The U.S. Government Accountability Office (GAO) found three key limitations of the composite score the Department of Education uses to assess the financial health of institutions that participate in the federal student aid programs. In report GAO-17-555, published on September 20, the GAO called the score an imprecise risk measure, arguing that it had predicted less than half of school closures since the 2010-11 academic year.
The limitations included:
- Failure to reflect updates in accounting practices.
- Use of outdated financial measures rather than new metrics such as liquidity, historical trend analysis, or future projections.
- Vulnerability to manipulation by allowing schools to inflate their scores by taking out additional debt.
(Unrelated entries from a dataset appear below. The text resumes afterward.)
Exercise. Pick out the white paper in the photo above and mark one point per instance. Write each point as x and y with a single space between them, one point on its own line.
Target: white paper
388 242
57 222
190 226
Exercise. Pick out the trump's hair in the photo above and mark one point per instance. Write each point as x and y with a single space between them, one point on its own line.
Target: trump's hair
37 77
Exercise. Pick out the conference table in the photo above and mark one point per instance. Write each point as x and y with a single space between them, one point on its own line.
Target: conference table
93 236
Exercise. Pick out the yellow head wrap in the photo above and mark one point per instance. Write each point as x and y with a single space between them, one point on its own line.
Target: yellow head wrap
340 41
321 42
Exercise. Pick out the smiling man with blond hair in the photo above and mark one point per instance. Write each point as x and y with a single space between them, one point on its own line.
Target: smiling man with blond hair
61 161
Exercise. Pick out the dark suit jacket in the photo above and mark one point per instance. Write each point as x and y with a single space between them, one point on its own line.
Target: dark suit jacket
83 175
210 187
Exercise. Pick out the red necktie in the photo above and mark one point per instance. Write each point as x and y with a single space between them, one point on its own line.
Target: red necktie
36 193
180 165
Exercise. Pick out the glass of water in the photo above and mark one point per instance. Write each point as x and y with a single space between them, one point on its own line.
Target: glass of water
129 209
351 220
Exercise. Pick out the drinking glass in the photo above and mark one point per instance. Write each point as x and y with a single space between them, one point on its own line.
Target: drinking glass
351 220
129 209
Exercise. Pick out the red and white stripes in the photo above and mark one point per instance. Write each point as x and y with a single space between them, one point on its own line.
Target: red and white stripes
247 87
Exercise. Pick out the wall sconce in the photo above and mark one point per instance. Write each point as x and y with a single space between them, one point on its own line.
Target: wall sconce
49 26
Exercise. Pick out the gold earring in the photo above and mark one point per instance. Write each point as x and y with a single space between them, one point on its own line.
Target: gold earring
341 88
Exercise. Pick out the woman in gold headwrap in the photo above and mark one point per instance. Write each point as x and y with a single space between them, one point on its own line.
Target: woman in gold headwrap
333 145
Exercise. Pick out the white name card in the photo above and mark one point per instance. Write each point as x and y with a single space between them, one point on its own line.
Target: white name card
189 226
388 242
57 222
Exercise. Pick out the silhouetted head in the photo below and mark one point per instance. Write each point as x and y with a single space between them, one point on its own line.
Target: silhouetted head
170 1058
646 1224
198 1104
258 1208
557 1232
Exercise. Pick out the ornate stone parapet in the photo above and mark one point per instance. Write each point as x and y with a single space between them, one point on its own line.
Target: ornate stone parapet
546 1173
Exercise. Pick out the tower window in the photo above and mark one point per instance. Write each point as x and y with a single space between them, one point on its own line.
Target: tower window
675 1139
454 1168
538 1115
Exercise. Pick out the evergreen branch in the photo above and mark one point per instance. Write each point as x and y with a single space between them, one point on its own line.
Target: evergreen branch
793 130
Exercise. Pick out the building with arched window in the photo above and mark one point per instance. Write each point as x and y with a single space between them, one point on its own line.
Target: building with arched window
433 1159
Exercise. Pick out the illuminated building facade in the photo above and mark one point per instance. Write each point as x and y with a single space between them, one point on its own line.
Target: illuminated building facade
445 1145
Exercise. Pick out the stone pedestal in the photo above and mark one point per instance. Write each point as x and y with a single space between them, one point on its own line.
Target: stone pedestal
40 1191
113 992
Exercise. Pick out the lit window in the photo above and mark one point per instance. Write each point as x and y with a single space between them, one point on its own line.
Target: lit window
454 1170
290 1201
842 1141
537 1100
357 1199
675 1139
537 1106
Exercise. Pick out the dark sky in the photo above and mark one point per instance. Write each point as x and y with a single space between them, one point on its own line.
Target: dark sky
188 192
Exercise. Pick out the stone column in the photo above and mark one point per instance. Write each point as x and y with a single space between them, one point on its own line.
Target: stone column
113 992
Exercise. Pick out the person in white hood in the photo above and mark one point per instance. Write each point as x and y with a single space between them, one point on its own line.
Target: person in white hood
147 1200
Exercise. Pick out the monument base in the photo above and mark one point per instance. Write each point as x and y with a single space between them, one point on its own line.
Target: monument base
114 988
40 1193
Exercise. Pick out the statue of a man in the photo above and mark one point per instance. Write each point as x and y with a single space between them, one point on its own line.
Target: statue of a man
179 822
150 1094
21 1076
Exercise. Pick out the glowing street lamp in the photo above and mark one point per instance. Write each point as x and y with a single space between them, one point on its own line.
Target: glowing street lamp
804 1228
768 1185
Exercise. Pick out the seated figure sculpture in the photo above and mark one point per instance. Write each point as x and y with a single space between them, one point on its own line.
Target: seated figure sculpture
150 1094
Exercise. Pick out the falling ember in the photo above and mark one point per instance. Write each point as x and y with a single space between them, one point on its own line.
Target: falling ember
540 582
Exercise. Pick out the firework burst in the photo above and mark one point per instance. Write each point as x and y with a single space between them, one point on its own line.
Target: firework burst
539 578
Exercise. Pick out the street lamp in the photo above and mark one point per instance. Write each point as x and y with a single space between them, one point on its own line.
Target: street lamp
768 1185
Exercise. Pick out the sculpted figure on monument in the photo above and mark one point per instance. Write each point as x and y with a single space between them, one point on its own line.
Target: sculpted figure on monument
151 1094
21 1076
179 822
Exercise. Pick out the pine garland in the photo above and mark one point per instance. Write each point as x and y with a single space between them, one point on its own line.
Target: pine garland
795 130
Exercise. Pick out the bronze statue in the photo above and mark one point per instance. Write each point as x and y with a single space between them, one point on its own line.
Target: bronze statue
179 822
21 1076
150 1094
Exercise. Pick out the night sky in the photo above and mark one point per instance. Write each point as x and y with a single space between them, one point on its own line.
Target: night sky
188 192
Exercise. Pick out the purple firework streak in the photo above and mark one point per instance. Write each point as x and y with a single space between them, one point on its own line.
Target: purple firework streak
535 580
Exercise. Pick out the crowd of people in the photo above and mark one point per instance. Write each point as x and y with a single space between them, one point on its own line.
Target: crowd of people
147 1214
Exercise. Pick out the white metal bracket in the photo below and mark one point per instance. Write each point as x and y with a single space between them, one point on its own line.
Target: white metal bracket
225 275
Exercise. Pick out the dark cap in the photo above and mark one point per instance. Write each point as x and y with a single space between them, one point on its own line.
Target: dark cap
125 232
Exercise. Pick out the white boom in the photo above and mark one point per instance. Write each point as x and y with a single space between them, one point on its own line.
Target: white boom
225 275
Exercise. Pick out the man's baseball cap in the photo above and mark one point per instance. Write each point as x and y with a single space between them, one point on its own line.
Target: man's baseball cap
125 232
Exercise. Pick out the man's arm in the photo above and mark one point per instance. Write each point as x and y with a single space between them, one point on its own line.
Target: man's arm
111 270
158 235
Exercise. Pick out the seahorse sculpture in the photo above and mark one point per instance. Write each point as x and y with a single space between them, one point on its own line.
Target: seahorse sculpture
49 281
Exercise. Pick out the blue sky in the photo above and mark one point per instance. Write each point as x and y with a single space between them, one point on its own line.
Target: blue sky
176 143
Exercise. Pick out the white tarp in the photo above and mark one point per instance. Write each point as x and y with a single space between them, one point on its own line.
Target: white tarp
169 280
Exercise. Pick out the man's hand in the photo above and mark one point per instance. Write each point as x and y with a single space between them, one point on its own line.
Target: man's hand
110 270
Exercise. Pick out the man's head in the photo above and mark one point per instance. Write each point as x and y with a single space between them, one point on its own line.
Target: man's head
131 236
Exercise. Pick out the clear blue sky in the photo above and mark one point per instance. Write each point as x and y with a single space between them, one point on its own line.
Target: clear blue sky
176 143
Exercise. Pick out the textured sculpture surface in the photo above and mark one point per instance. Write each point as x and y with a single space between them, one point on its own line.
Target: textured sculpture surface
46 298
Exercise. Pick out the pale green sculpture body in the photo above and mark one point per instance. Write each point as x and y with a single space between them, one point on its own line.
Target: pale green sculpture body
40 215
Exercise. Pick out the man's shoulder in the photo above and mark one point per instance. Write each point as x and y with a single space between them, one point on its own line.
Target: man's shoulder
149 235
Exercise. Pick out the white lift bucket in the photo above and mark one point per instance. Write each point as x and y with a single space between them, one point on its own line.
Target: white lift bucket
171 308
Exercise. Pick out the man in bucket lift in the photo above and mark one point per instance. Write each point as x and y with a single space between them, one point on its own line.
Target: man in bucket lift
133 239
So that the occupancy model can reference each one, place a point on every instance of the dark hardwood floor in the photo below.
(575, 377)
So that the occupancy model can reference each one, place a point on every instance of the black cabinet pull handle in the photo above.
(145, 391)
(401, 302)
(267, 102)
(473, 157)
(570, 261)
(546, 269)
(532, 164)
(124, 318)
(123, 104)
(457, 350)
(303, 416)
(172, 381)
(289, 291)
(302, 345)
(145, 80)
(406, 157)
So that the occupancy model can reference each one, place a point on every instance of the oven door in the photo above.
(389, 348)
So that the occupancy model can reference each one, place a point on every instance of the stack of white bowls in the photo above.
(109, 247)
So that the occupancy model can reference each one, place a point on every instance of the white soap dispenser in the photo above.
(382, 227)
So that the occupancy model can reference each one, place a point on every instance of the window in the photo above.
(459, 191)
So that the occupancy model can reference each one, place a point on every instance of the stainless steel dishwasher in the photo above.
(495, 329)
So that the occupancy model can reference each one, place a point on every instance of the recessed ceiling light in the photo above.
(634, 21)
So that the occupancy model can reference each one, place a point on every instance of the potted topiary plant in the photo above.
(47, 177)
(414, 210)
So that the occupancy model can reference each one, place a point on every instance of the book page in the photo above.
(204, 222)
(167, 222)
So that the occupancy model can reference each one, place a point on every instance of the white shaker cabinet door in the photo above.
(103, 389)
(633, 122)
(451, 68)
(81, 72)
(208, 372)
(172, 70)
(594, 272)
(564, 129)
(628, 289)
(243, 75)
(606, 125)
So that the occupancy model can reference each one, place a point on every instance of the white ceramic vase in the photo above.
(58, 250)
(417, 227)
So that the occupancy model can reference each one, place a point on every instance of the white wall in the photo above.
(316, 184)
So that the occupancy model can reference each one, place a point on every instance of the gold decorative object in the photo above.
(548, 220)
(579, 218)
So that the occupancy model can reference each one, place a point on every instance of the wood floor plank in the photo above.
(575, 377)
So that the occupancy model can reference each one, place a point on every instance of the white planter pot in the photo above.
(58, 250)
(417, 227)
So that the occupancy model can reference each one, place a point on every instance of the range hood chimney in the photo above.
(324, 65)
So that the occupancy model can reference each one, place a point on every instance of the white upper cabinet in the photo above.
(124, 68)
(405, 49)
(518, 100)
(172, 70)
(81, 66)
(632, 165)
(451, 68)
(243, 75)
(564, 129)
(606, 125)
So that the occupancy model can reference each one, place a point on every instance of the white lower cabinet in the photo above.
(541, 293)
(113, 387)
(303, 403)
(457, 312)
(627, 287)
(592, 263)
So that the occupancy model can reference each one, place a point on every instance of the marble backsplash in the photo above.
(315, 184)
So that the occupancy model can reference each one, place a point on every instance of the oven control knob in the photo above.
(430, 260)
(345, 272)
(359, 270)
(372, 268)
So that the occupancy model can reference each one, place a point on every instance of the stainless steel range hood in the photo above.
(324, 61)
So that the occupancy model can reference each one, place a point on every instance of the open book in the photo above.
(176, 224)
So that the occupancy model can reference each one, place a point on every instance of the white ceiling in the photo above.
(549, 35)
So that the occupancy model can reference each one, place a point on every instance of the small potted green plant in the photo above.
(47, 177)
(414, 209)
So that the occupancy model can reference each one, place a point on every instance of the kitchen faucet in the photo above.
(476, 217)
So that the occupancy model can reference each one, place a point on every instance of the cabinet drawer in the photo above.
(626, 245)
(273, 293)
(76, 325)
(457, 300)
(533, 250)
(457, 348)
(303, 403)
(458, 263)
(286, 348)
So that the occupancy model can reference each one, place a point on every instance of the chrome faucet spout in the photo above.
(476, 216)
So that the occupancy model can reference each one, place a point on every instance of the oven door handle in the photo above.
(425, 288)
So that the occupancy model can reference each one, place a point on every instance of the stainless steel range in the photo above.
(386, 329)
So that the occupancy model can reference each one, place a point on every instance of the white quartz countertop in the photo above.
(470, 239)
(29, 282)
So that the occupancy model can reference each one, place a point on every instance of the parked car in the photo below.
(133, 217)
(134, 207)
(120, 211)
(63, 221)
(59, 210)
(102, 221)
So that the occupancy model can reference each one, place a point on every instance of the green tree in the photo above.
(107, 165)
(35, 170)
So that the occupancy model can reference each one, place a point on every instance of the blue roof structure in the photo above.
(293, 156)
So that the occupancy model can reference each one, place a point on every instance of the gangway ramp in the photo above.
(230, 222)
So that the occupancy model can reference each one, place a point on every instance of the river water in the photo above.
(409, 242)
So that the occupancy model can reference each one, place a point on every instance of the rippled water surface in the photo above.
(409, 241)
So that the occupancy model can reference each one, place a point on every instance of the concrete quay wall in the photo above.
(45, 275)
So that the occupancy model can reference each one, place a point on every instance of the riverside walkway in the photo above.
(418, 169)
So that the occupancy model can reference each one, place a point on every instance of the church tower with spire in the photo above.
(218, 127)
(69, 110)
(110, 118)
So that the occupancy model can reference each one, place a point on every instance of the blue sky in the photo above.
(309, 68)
The GAO also criticized ED for inadequately explaining how it calculates schools’ composite scores, noting that administrators at seven out of the 10 schools analysts consulted were confused about their calculations. NACUBO staff met with GAO investigators during their examination and shared concerns about shortcomings in ED’s methodology and application of its rules.
The watchdog agency recommended that ED:
- Update the financial composite score to better measure schools’ financial conditions.
- Improve its guidance to schools on how it calculates the composite score.
- Provide public data on final composite scores for all schools.
In its formal response to the GAO, ED disagreed with the first recommendation even though it is in the process of establishing a negotiated rulemaking committee to update the composite score calculations in light of accounting changes.